Again, this is separate from the discussion about beating specifically. This is about your unjustified claim that "some" form of punishment is necessary for parents to enforce boundaries and teach discipline.
The issue wasn't that you disagreed. The issue was that you didn't even acknowlege that parenting outside of timeouts/verbal punishment/spanking and other punishments was possible. Whether or not you think other ways are better, they clearly exist.
Punishment and Reward
How would it work to make requests of our children, without punishment or coercion even as last resorts?
www.psychologytoday.com
Why Punishment Doesn't Work and What Does
Surely we have to punish our kids? If we don't, they will become spoiled brats right? Wrong. This is probably one of the biggest misconceptions in parenting. Psychologists over the years haven't helped with this belief. The focus of behaviour change in the past, has been on rewards and...
www.thetherapistparent.com
Why Punishment Doesn’t Work | Evolutionary Parenting | Where History And Science Meet Parenting
evolutionaryparenting.com
I'm expressing my personal opinion. which was disagreeing with your statement.
I'm disagreeing with your personal opinion that spanking is helpful.

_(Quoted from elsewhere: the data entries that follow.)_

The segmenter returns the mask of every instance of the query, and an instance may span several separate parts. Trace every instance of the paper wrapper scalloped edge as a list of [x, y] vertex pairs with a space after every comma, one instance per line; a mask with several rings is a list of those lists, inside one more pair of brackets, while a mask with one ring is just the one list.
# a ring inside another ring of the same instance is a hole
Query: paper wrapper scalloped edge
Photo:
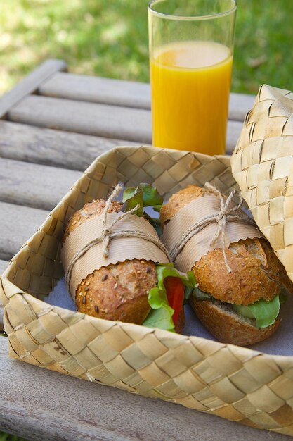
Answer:
[[[231, 202], [229, 208], [235, 206]], [[216, 214], [220, 210], [220, 199], [214, 194], [203, 194], [197, 199], [181, 208], [164, 228], [162, 240], [170, 253], [176, 243], [185, 235], [190, 228], [205, 218]], [[233, 214], [244, 217], [244, 213], [239, 209]], [[211, 241], [217, 229], [217, 223], [212, 222], [201, 231], [193, 235], [185, 244], [181, 252], [175, 260], [175, 266], [181, 271], [190, 271], [195, 262], [202, 256], [216, 248], [221, 248], [221, 239], [211, 245]], [[253, 225], [243, 223], [227, 222], [225, 229], [225, 244], [228, 247], [240, 239], [263, 237], [263, 235]]]
[[[107, 214], [107, 225], [121, 216], [121, 213], [112, 212]], [[91, 240], [99, 237], [103, 229], [103, 215], [87, 220], [77, 226], [66, 238], [61, 250], [61, 260], [65, 273], [69, 263], [75, 254], [84, 245]], [[106, 227], [107, 227], [106, 225]], [[153, 226], [143, 217], [135, 214], [128, 214], [119, 220], [113, 227], [112, 232], [134, 231], [148, 233], [154, 239], [158, 239]], [[133, 259], [152, 261], [155, 263], [168, 263], [169, 259], [165, 253], [153, 242], [141, 237], [113, 237], [110, 239], [109, 256], [103, 256], [103, 244], [98, 243], [93, 245], [75, 263], [72, 272], [70, 291], [73, 299], [79, 283], [96, 270], [110, 263], [115, 264]]]

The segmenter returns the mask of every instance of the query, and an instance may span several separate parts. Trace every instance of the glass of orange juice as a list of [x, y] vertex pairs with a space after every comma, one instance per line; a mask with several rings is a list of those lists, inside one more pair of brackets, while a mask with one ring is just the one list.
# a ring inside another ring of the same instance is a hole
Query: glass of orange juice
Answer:
[[235, 0], [148, 4], [152, 144], [223, 154]]

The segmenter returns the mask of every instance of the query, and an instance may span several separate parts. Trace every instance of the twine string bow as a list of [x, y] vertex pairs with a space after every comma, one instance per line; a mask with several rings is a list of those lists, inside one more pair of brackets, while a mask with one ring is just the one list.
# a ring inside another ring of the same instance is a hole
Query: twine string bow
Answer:
[[114, 201], [115, 197], [118, 196], [118, 194], [121, 192], [122, 190], [122, 186], [120, 184], [117, 184], [115, 187], [113, 192], [111, 193], [111, 194], [106, 201], [106, 204], [105, 205], [104, 210], [102, 214], [103, 230], [100, 235], [86, 244], [82, 248], [82, 249], [80, 249], [74, 254], [74, 256], [70, 261], [65, 273], [65, 282], [69, 291], [70, 290], [70, 284], [73, 267], [74, 266], [78, 259], [82, 257], [82, 256], [84, 256], [90, 248], [99, 243], [103, 244], [103, 256], [105, 258], [108, 257], [110, 242], [114, 237], [137, 237], [139, 239], [144, 239], [145, 240], [148, 240], [148, 242], [151, 242], [155, 244], [158, 248], [159, 248], [161, 251], [162, 251], [166, 254], [166, 256], [169, 259], [167, 250], [166, 249], [162, 242], [159, 240], [159, 237], [156, 237], [155, 235], [150, 235], [148, 232], [145, 232], [144, 231], [141, 231], [138, 230], [120, 230], [117, 231], [113, 231], [114, 226], [118, 222], [122, 220], [125, 216], [135, 213], [135, 211], [139, 208], [138, 205], [136, 205], [134, 208], [129, 210], [128, 211], [122, 212], [119, 216], [118, 216], [112, 220], [112, 223], [110, 223], [110, 225], [107, 225], [108, 212], [111, 205], [111, 203]]
[[254, 220], [246, 215], [244, 212], [233, 214], [237, 211], [243, 204], [243, 198], [239, 194], [240, 201], [237, 205], [229, 208], [229, 204], [235, 193], [236, 190], [233, 190], [229, 196], [226, 198], [213, 185], [209, 182], [206, 182], [204, 187], [207, 188], [213, 194], [217, 196], [220, 199], [220, 209], [218, 213], [208, 216], [195, 223], [186, 232], [183, 237], [175, 244], [170, 252], [170, 259], [174, 262], [178, 254], [181, 252], [188, 240], [194, 235], [200, 232], [205, 227], [210, 225], [213, 222], [216, 223], [216, 229], [214, 237], [211, 239], [209, 245], [212, 246], [220, 237], [223, 256], [226, 268], [229, 273], [232, 273], [232, 270], [228, 263], [227, 255], [225, 247], [225, 232], [227, 222], [238, 222], [247, 223], [254, 225], [256, 228]]

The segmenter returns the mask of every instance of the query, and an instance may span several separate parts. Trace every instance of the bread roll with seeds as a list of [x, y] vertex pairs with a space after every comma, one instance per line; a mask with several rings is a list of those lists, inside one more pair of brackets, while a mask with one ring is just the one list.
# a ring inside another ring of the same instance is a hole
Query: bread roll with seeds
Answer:
[[[185, 205], [209, 193], [208, 190], [189, 185], [173, 194], [161, 209], [163, 225]], [[265, 239], [231, 243], [226, 248], [226, 254], [232, 273], [228, 271], [220, 248], [209, 251], [195, 262], [190, 269], [198, 287], [208, 296], [200, 299], [193, 295], [190, 303], [202, 323], [219, 341], [242, 346], [252, 344], [270, 337], [280, 320], [259, 328], [253, 317], [243, 316], [235, 308], [250, 308], [261, 299], [272, 301], [282, 287], [292, 292], [293, 285]], [[247, 309], [243, 311], [247, 313]]]
[[[91, 201], [76, 211], [66, 227], [63, 242], [78, 226], [101, 216], [105, 204], [103, 199]], [[118, 212], [122, 206], [120, 202], [112, 201], [108, 213]], [[125, 260], [89, 274], [76, 290], [75, 304], [79, 312], [94, 317], [141, 325], [151, 310], [148, 292], [157, 284], [154, 262], [137, 259]], [[182, 305], [175, 330], [181, 333], [183, 327]]]

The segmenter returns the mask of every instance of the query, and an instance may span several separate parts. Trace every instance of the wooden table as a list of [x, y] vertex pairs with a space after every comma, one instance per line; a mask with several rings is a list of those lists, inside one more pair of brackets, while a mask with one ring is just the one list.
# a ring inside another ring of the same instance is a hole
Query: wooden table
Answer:
[[[96, 156], [119, 144], [151, 143], [149, 85], [66, 70], [48, 60], [0, 99], [0, 273]], [[231, 94], [229, 154], [253, 101]], [[0, 337], [0, 430], [29, 440], [285, 439], [6, 354]]]

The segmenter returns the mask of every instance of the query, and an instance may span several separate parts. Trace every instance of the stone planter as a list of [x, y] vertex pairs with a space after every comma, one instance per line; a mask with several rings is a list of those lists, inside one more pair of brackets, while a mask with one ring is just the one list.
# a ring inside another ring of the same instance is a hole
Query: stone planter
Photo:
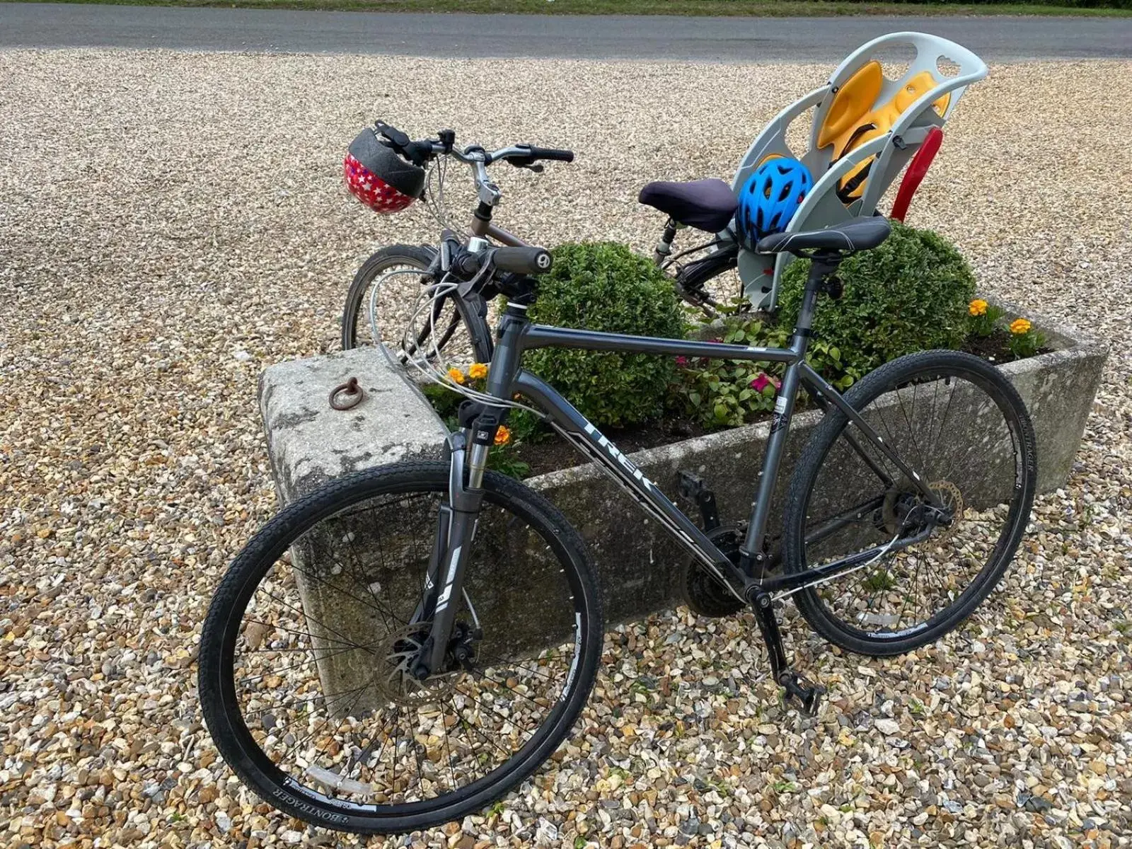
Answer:
[[[1002, 369], [1030, 410], [1037, 434], [1038, 488], [1048, 491], [1069, 477], [1107, 351], [1073, 328], [1028, 317], [1054, 350], [1006, 363]], [[331, 410], [327, 393], [351, 375], [358, 376], [366, 388], [366, 401], [349, 412]], [[443, 448], [444, 426], [427, 401], [372, 349], [271, 367], [260, 379], [260, 408], [276, 487], [284, 504], [355, 469], [410, 457], [437, 457]], [[781, 525], [790, 471], [820, 420], [821, 413], [812, 411], [792, 422], [772, 529]], [[717, 494], [723, 521], [736, 521], [749, 512], [767, 431], [769, 423], [751, 424], [641, 451], [631, 458], [669, 497], [676, 495], [680, 471], [701, 474]], [[599, 573], [609, 623], [638, 618], [676, 602], [676, 582], [685, 555], [598, 469], [580, 465], [539, 475], [528, 483], [556, 504], [585, 538]], [[694, 515], [693, 505], [683, 506]], [[478, 539], [477, 543], [484, 544], [484, 540]], [[317, 550], [295, 555], [308, 564], [319, 559]], [[395, 580], [391, 575], [374, 577], [383, 583]], [[411, 583], [417, 586], [419, 580], [414, 575]], [[492, 583], [501, 586], [512, 586], [517, 580], [492, 576]], [[505, 595], [499, 597], [500, 603], [506, 603]], [[343, 631], [366, 627], [368, 621], [360, 611], [328, 610], [315, 591], [307, 593], [305, 604], [314, 618], [331, 620]], [[490, 610], [483, 618], [489, 617]], [[537, 615], [533, 620], [538, 621]], [[340, 683], [348, 680], [352, 672], [344, 667], [323, 670], [324, 676]]]

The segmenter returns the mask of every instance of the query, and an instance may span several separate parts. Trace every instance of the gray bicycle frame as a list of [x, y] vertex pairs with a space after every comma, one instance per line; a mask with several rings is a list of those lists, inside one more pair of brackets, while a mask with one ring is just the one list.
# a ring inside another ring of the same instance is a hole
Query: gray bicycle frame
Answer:
[[[818, 264], [815, 263], [815, 266]], [[821, 269], [817, 269], [821, 272]], [[763, 563], [763, 540], [770, 516], [771, 496], [778, 479], [790, 420], [794, 414], [798, 388], [805, 385], [811, 394], [825, 398], [843, 412], [856, 426], [865, 439], [881, 454], [891, 461], [901, 473], [915, 483], [931, 504], [936, 504], [937, 497], [928, 488], [920, 475], [909, 468], [903, 460], [884, 443], [883, 438], [866, 422], [860, 414], [833, 388], [821, 375], [814, 371], [805, 361], [806, 348], [809, 341], [809, 327], [813, 320], [814, 305], [817, 295], [817, 283], [821, 274], [813, 275], [803, 298], [798, 321], [790, 340], [789, 348], [752, 348], [747, 345], [721, 344], [715, 342], [695, 342], [687, 340], [657, 338], [649, 336], [631, 336], [617, 333], [599, 333], [594, 331], [568, 329], [530, 323], [525, 317], [525, 308], [509, 305], [499, 328], [499, 338], [491, 359], [491, 371], [488, 378], [488, 392], [499, 398], [509, 398], [514, 393], [521, 393], [534, 402], [548, 418], [550, 424], [566, 438], [577, 451], [593, 460], [611, 477], [633, 499], [666, 528], [679, 542], [717, 577], [727, 578], [728, 584], [743, 586], [746, 593], [753, 585], [774, 592], [784, 589], [804, 586], [831, 575], [852, 568], [855, 565], [873, 557], [877, 549], [858, 552], [848, 558], [837, 560], [825, 566], [809, 569], [800, 575], [782, 575], [766, 580], [755, 580], [737, 569], [719, 548], [696, 526], [687, 515], [674, 505], [663, 492], [649, 480], [632, 461], [603, 436], [573, 404], [558, 394], [544, 380], [522, 370], [518, 367], [524, 351], [538, 348], [572, 348], [588, 351], [620, 351], [626, 353], [664, 354], [672, 357], [705, 357], [724, 360], [764, 360], [786, 363], [782, 386], [779, 392], [774, 413], [771, 419], [770, 438], [763, 458], [762, 473], [755, 500], [752, 506], [747, 534], [740, 546], [744, 559]], [[892, 484], [887, 473], [869, 458], [856, 439], [851, 444], [871, 468], [886, 483]], [[834, 517], [826, 526], [820, 529], [811, 541], [833, 533], [840, 525], [859, 516], [865, 507], [878, 505], [858, 505], [846, 511], [842, 516]], [[916, 541], [909, 538], [887, 550], [904, 548]], [[721, 574], [722, 573], [722, 574]], [[734, 590], [732, 590], [734, 592]]]

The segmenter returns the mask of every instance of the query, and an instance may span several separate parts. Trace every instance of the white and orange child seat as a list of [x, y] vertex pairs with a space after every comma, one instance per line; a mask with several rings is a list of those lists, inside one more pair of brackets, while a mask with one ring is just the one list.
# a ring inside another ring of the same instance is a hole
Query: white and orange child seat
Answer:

I gave receipts, you haven't given anything to counter that other than some vague unsourced inference that inmates end up in prison cause they weren't beat enough.
I'm also disagreeing with your insistence that all parents are punishing, which wasn't stated as an opinion and ignores an entire movement in parenting.
I think I remember you mentioning that you worked with the incarcerated before.
What is the figure for the % of inmates who grew up without a father present in the household? How many of them could have benefited from the male parent being in the household to bolster and enforce family rules and discipline? To give words of encouragement when necessary and to dole out punishment/correction when necessary.
Rules and discipline are not the same as punishment, as the above links show, and certainly not the same as physical punishment. I literally wrote my master's thesis on kids who didn't have fathers in the home, and never once did it cross my mind, "If these kids only had a man around to beat them then they would be doing much better." In fact, fwiw if you have ever lived in any sort of hood with a lot of struggling mothers around you'd know a lot of them beat their kids a ton, not to any benefit. Missing a father in your life is full of disadvantages for a young boy but not getting beat enough is not among them.